Firstly, establish funding classification support and management model to allocate funds efficiently. Universities and colleges can serve the country and society more effectively, and enhance social recognition and international influence.
Secondly, establish short-term, medium-term, and long-term classified evaluation system based on achievements of discipline construction, quality of talent cultivation, international influence, national serving strategies, etc. Concentrate resources on constructing outstanding and advantageous disciplines to drive the development of universities and colleges.
Thirdly, create University and College Community to form strong alliance and collaboration among universities and colleges, and to avoid homogenization.

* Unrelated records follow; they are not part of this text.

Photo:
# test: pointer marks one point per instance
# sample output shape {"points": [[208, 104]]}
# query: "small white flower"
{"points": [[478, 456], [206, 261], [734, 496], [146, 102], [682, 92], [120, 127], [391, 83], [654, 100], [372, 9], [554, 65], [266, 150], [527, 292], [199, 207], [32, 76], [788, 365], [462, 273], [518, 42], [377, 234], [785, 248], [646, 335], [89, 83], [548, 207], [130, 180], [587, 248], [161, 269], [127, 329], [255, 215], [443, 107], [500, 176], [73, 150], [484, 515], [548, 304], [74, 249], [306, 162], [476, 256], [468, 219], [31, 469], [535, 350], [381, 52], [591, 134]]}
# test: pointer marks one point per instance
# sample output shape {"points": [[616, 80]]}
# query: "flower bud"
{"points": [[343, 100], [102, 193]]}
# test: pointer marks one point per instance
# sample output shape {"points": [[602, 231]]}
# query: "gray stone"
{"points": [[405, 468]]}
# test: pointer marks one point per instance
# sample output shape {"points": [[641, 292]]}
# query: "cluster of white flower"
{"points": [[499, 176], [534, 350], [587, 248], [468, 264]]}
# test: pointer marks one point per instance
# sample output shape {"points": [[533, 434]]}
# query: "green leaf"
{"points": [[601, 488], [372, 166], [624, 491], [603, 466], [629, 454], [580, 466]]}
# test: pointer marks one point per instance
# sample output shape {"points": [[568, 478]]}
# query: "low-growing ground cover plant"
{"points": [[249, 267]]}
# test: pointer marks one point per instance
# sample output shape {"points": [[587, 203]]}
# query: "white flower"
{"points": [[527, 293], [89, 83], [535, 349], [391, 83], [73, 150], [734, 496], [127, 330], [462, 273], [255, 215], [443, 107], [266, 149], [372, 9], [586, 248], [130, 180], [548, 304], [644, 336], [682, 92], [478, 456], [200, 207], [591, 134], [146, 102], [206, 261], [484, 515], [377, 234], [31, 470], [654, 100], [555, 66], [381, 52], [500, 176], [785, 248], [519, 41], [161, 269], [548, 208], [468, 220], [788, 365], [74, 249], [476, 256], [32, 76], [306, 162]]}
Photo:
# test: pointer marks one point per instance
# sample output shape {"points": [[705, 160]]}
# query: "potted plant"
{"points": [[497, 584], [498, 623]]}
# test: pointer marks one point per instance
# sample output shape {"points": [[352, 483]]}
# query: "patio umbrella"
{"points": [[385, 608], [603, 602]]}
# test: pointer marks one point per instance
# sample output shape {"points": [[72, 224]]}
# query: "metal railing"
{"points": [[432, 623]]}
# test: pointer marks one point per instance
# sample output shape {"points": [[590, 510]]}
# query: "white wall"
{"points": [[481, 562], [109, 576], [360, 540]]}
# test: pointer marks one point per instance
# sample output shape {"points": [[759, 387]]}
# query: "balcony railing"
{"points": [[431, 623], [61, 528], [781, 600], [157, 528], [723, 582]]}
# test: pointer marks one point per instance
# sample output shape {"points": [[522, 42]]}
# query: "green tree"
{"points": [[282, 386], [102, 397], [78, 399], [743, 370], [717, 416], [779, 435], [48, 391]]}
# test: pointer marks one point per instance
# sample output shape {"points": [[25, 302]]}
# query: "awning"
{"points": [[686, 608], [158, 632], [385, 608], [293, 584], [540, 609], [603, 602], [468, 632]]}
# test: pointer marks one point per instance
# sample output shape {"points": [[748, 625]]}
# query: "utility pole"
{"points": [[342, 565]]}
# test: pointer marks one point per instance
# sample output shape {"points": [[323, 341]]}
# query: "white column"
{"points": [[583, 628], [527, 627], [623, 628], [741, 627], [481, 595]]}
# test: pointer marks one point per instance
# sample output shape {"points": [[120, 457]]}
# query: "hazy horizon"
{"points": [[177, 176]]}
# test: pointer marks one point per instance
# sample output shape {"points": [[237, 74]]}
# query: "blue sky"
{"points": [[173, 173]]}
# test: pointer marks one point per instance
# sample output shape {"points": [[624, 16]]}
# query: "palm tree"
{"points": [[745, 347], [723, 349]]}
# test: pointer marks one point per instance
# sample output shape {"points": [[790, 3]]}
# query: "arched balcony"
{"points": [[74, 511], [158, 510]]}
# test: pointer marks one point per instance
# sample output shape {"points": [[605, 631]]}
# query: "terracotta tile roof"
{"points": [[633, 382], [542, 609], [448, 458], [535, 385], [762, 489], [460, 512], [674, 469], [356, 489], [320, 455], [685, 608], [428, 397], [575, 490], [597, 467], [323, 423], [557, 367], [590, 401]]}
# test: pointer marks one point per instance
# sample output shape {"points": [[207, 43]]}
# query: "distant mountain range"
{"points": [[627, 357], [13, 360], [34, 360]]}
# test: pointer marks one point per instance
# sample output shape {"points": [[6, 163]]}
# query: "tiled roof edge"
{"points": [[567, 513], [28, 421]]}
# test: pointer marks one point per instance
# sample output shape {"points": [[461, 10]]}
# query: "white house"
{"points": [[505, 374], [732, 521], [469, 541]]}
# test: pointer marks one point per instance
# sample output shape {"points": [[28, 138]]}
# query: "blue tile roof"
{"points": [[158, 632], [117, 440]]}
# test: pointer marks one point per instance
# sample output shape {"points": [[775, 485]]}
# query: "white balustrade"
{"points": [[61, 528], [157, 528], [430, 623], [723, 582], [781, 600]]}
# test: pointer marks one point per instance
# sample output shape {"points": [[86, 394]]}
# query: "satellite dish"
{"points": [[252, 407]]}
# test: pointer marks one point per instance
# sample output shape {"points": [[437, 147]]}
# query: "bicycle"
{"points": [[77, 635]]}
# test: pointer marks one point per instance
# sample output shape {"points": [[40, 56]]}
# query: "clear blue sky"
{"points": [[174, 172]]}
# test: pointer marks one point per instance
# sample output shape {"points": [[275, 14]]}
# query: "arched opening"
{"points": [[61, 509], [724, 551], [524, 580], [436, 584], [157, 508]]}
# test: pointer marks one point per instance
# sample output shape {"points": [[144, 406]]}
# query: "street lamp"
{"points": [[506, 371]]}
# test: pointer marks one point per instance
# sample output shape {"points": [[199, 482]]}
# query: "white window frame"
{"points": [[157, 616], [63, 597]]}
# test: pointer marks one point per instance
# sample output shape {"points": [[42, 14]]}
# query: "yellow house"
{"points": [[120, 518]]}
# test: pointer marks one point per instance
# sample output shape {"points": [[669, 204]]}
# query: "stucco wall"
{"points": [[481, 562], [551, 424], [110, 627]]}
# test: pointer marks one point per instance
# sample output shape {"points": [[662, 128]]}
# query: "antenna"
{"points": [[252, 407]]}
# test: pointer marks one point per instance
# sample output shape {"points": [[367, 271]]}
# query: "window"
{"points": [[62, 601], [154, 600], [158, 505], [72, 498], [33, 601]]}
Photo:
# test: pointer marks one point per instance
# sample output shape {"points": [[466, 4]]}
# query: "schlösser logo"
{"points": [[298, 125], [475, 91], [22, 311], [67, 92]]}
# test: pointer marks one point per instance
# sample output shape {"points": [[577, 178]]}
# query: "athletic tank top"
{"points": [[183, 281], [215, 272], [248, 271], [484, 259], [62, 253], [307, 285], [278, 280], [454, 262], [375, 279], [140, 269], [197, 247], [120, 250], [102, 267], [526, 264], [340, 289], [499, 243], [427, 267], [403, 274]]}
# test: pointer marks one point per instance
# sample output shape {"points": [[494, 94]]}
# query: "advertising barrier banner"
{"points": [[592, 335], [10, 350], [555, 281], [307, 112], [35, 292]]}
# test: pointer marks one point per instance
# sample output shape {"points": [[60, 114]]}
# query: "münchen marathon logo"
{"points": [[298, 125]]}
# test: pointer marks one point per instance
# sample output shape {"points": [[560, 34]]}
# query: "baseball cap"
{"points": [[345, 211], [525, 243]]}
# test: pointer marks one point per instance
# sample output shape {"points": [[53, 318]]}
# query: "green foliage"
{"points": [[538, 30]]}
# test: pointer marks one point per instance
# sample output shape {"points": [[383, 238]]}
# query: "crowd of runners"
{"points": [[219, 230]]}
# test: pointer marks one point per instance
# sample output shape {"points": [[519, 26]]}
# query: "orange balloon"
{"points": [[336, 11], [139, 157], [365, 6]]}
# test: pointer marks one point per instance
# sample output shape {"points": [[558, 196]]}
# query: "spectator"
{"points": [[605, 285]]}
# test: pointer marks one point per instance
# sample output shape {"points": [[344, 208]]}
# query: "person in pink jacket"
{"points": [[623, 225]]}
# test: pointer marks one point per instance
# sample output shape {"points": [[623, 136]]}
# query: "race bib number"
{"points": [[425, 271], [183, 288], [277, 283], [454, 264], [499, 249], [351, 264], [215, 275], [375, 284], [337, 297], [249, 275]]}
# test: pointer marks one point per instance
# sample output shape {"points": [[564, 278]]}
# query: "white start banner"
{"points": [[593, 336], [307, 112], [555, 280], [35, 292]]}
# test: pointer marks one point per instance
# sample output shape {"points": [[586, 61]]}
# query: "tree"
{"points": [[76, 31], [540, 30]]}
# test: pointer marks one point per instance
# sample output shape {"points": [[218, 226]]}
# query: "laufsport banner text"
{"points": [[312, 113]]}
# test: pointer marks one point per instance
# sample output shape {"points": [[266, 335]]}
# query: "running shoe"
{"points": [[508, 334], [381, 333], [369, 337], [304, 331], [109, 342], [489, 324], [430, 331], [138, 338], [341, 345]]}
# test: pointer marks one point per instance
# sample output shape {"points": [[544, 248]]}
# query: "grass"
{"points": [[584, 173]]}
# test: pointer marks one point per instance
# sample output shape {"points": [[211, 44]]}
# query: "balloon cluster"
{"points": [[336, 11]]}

Fourthly, encourage to construct interdisciplinary Integration in universities and colleges. Promote the mutual development of disciplines.
The clustering analysis of classified performance evaluation of higher education is in initial stage. The relevant work is under exploration. It lacks effective reference and experience, and needs more knowledge to support. As far as the algorithm is concerned, latest data of continuous five years are collected from 2017 to 2021. It evaluates the performance of universities within one certain period of time. In the future, a rolling five-year period is considered to evaluate the performance of universities and colleges more dynamically and sustainably. In addition, we will take further research on outlier in clustering algorithm to make the clustering of universities and colleges more scientifically. The complexity of the algorithm is considered be reduced in the future.”
Round 2
Reviewer 1 Report
Thank you for revising your article. The authors did a good effort to improve their work. In present form the paper has acquired more strength and effectiveness. So, it can be published.